Queenslanders Megan and Ron Moore have spoken out after losing their 28-year-old son Lachlan to COVID-19, a death they say could have been prevented if rapid antigen tests had been available.
The couple have filed a formal complaint to Redcliffe Hospital, south of Brisbane, after their son died in his sleep at home, hours after being discharged.
“He was just so happy and funny and loved everyone,” Mrs. Moore said.
Lachlan was born with the developmental disorder Angelman syndrome, as well as epilepsy and cerebral palsy.

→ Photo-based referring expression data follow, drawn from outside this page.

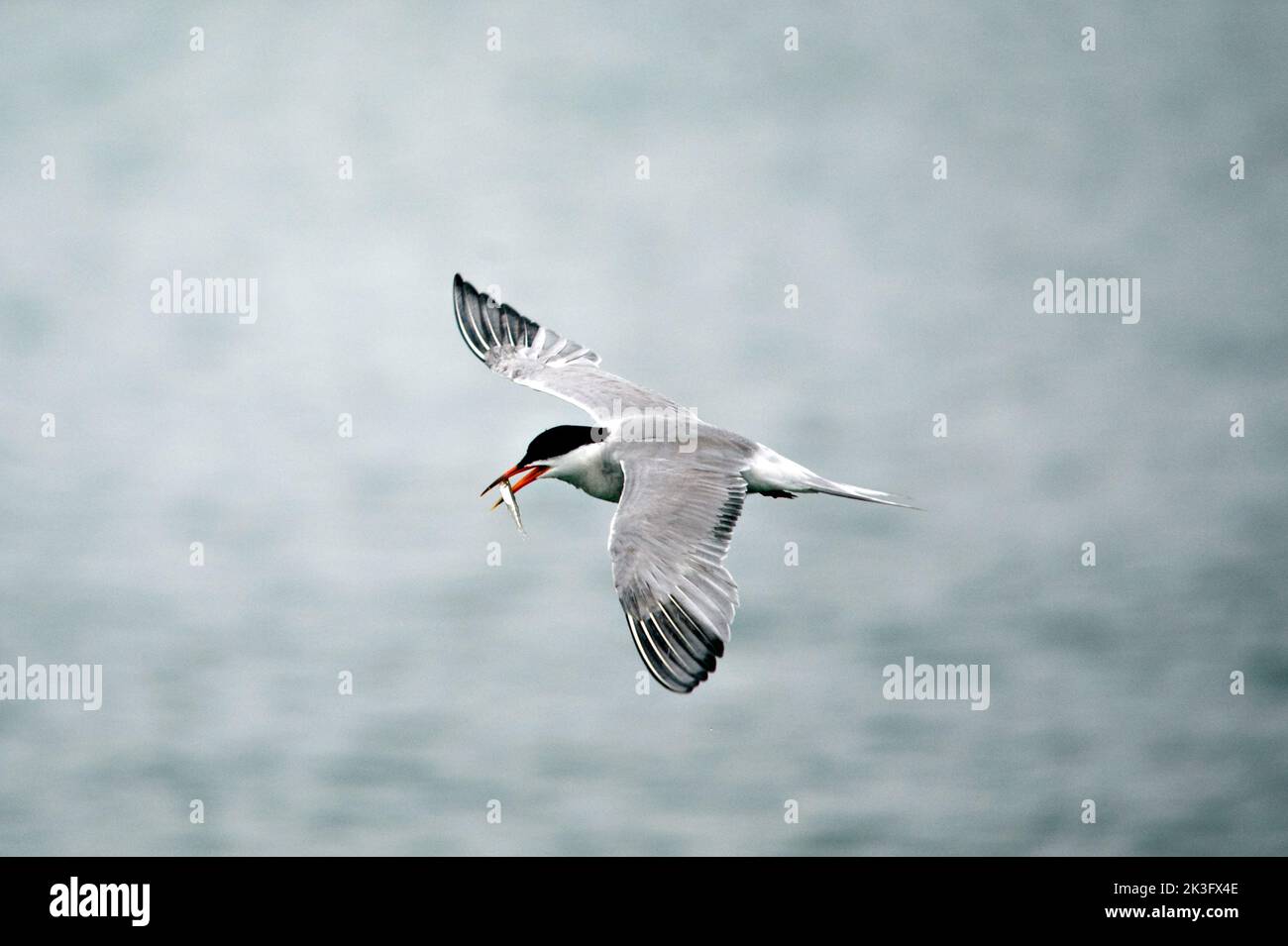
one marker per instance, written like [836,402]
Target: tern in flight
[679,484]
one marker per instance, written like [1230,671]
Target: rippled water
[516,683]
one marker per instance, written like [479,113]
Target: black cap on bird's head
[546,446]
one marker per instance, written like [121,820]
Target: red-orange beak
[531,473]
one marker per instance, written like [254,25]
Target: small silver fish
[507,498]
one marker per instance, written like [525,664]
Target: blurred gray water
[767,167]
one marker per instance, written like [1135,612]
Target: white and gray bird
[679,484]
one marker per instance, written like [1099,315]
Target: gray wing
[669,543]
[526,353]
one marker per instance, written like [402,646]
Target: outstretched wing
[526,353]
[669,543]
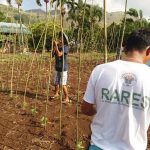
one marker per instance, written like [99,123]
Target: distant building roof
[13,28]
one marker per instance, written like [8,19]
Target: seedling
[33,111]
[24,105]
[44,121]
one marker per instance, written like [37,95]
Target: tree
[2,17]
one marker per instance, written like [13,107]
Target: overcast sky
[112,5]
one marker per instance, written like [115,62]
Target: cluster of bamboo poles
[40,65]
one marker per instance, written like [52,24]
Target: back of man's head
[138,40]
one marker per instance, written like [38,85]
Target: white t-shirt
[121,92]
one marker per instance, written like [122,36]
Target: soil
[20,129]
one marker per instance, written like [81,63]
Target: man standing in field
[60,51]
[121,92]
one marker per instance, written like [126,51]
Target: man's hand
[88,109]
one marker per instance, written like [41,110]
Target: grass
[71,57]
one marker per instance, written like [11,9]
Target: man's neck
[134,58]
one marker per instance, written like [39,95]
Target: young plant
[44,121]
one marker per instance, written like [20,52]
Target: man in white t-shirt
[120,90]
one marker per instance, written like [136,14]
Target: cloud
[3,2]
[118,5]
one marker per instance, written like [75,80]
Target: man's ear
[148,51]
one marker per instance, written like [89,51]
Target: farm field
[21,126]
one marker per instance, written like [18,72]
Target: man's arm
[88,109]
[58,53]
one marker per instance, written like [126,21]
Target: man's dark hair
[138,40]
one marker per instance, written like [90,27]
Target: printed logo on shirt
[126,98]
[128,79]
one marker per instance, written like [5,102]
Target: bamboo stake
[105,34]
[79,78]
[124,27]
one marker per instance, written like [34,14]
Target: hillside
[35,15]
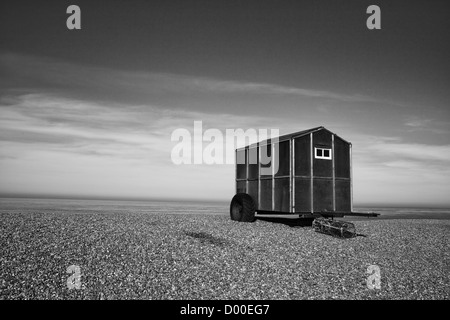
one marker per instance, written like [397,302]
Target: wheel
[242,208]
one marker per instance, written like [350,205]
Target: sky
[89,113]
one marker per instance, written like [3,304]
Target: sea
[30,205]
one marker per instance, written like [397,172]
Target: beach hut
[310,177]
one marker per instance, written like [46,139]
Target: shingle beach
[178,256]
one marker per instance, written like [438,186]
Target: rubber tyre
[242,208]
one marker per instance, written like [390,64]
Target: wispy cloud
[74,129]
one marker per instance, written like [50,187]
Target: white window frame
[322,156]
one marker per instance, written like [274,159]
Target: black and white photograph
[224,154]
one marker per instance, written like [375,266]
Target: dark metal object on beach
[341,229]
[307,174]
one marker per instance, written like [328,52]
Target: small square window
[322,153]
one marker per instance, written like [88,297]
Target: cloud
[71,129]
[56,76]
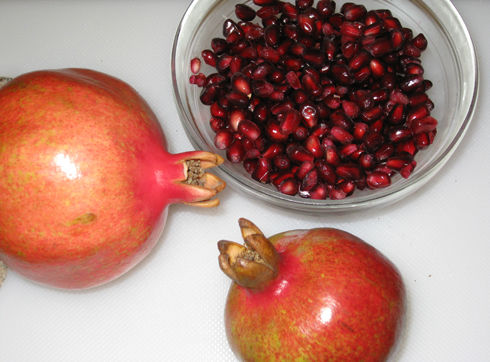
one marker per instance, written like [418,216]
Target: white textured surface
[170,308]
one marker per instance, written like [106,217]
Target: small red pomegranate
[310,295]
[85,178]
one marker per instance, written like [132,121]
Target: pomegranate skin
[335,298]
[85,178]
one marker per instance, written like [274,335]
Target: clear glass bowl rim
[388,195]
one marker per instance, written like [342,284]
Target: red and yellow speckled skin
[84,177]
[335,299]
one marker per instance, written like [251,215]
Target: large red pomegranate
[85,178]
[310,295]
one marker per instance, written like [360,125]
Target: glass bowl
[449,62]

He is now the youngest in the state to die with COVID-19.
On New Year’s Eve, he was taken to hospital in an ambulance with a high fever and seizures.
Lachlan had shown symptoms of COVID-19 and was double-vaccinated, but was still waiting for a PCR test result when he was admitted.
Ms Moore said that when she asked the hospital staff for a quick antigen test, she was told they were reserved for patients who required intubation.
Lachlan was discharged from the hospital and recommended antibiotics, but died in his sleep at home eight hours later.
The next day, his PCR test results showed he was COVID-19 positive, but his death was formally listed as a cerebral hemorrhage.
“Lachlan had an X-ray taken showing an upper respiratory tract infection. Why did it not ring the doctor’s alarm bells?” said Mr. Moore.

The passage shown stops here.